Gov. Paul LePage’s administration has cut off state funding that the four federally recognized Native American tribes in Maine were using to plan an expansion of addiction treatment and mental health care in their communities.
The move comes six years after Maine started including the tribes in state-funded efforts to combat major health problems. Tribal leaders now worry that recent initiatives to develop an addiction treatment center serving tribal members, improve life for seniors, and tackle other health challenges in the tribal communities in eastern and northern Maine could stall.
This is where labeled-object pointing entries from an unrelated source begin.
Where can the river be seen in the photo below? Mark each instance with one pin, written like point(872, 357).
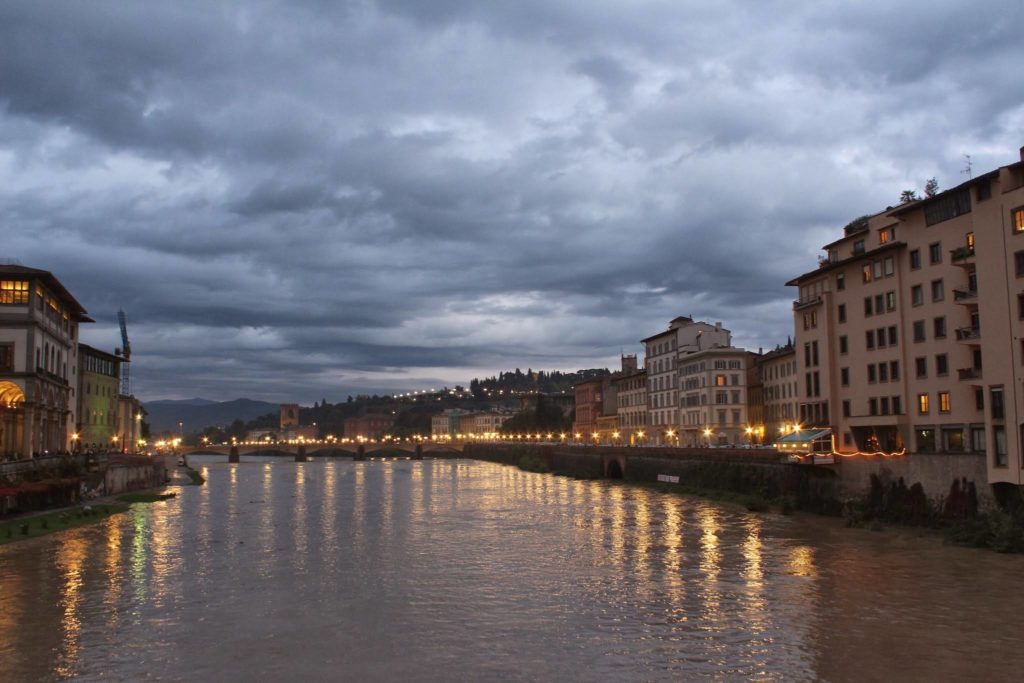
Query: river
point(456, 569)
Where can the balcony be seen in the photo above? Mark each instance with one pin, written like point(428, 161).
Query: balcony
point(967, 374)
point(807, 303)
point(966, 296)
point(971, 335)
point(963, 256)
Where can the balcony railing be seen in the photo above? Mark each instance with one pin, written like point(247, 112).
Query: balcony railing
point(805, 303)
point(968, 334)
point(969, 374)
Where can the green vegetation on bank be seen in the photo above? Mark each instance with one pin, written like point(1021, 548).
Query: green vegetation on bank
point(20, 528)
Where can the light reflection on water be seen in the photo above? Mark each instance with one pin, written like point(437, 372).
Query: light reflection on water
point(449, 569)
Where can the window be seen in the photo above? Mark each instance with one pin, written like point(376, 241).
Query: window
point(1000, 445)
point(918, 295)
point(1017, 219)
point(14, 292)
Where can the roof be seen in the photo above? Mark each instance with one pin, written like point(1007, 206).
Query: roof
point(52, 283)
point(910, 206)
point(97, 352)
point(832, 265)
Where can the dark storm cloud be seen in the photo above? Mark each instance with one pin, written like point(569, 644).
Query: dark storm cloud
point(313, 199)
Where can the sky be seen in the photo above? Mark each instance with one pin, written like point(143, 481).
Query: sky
point(306, 200)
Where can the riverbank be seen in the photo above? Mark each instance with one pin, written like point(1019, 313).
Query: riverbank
point(761, 482)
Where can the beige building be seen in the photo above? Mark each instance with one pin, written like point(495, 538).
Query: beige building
point(631, 401)
point(910, 333)
point(39, 322)
point(662, 353)
point(779, 391)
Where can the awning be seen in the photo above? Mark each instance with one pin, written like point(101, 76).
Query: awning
point(804, 439)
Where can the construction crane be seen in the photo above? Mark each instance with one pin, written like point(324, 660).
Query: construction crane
point(124, 352)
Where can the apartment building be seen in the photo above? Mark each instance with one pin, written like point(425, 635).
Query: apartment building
point(631, 396)
point(39, 322)
point(98, 386)
point(910, 333)
point(779, 390)
point(715, 402)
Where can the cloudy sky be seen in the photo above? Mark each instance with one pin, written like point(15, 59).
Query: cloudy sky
point(305, 200)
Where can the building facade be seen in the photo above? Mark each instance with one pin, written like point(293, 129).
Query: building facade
point(715, 396)
point(39, 322)
point(910, 333)
point(98, 386)
point(662, 356)
point(631, 396)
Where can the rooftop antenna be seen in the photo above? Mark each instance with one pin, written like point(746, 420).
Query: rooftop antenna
point(967, 169)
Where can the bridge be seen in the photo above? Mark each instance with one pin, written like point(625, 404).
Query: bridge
point(302, 452)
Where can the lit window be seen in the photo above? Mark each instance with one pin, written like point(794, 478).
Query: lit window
point(13, 292)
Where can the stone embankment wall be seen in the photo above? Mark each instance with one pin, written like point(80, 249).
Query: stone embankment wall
point(935, 472)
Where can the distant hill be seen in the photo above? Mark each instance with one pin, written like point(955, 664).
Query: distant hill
point(197, 414)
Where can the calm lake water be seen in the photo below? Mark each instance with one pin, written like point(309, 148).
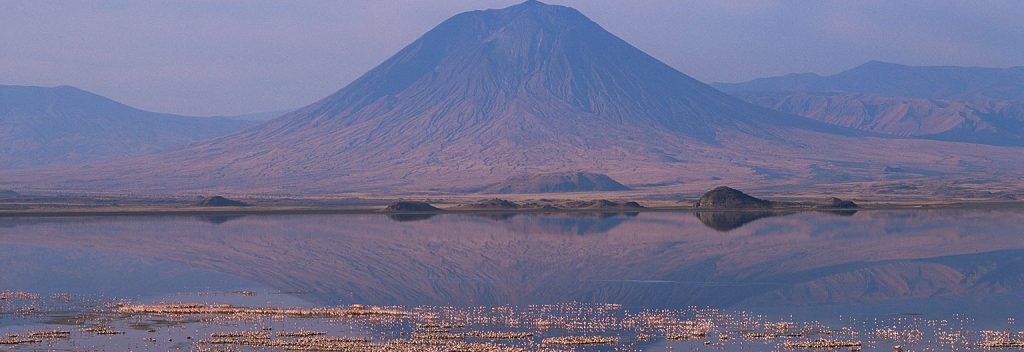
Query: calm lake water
point(930, 271)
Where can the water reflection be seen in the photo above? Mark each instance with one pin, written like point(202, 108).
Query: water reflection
point(651, 259)
point(727, 221)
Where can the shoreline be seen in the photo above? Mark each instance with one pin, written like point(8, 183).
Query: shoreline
point(105, 211)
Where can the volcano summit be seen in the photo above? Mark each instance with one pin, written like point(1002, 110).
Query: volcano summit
point(525, 90)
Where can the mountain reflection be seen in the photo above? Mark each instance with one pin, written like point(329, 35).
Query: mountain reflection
point(650, 260)
point(727, 221)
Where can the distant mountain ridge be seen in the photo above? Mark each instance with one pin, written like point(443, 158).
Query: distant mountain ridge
point(42, 126)
point(985, 122)
point(966, 104)
point(888, 79)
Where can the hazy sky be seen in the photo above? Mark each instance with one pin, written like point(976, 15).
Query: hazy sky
point(225, 57)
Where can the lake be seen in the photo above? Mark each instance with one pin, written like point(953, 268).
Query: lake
point(939, 279)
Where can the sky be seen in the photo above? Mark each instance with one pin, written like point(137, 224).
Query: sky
point(209, 57)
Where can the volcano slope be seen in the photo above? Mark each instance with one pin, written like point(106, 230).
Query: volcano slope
point(528, 89)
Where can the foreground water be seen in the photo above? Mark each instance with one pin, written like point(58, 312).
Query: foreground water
point(941, 279)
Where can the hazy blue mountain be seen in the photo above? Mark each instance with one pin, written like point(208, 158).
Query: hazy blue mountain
point(986, 122)
point(527, 90)
point(42, 126)
point(879, 78)
point(258, 117)
point(966, 104)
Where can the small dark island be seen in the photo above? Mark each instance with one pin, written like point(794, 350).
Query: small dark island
point(835, 203)
point(411, 206)
point(727, 198)
point(218, 201)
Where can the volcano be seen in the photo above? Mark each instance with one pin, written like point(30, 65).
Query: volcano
point(524, 90)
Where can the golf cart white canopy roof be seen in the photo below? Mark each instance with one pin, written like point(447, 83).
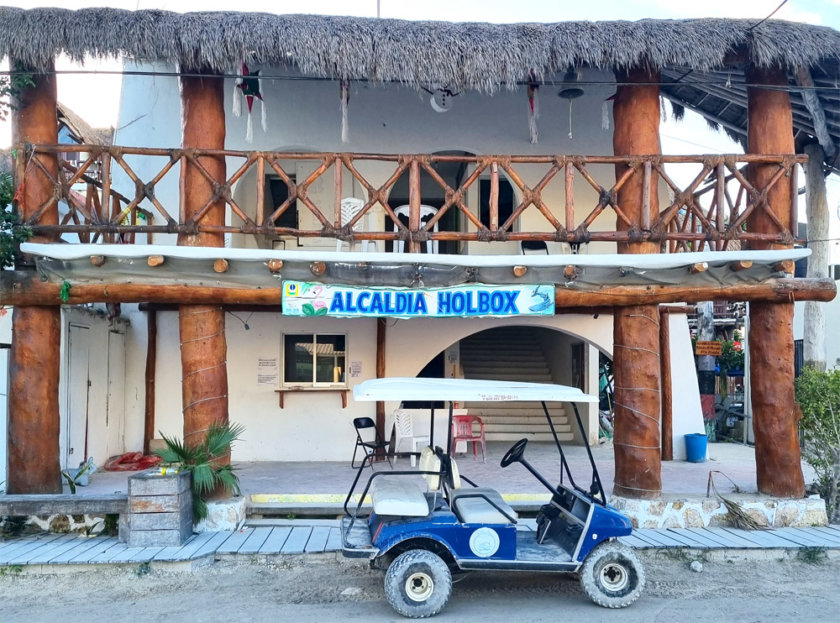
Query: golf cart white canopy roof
point(404, 388)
The public health work “was beginning to have some positive results, and, now, all of a sudden, it’s gone,” said Theodore Bear Mitchell I, a former Penobscot Indian Nation representative in the Maine Legislature. “We’re used to it. We’ve gone through it for 220 some-odd years. They promised us one thing, and, after a while, they do something else.”
The most recent cut, effective July 1, eliminated the position of a tribal public health liaison whose responsibilities included educating tribal communities about chronic disease prevention and management, representing the tribes on a range of state health boards and committees, and coordinating community efforts to improve the health of the approximately 10,000 tribal members in Maine.
Compared with Maine’s population, tribal members face higher rates of diabetes, obesity and high blood pressure; they have markedly higher smoking and heavy drinking rates; and they have lower life expectancy. But while the state has made major cuts to public health budgets in recent years — including in the state budget that took effect two months ago — it has continued to fund public health liaisons outside of tribal areas.
“I think if there’s one liaison position that should be funded, the tribal liaison should be the No. 1 priority,” said Ed Miller, a longtime public health advocate from Hallowell who spent much of his career working on anti-tobacco efforts and advocated for the 2011 state law to include the tribes in the public health system. “I’d much rather have a public health liaison working with the tribes than working with Falmouth and Cape Elizabeth.”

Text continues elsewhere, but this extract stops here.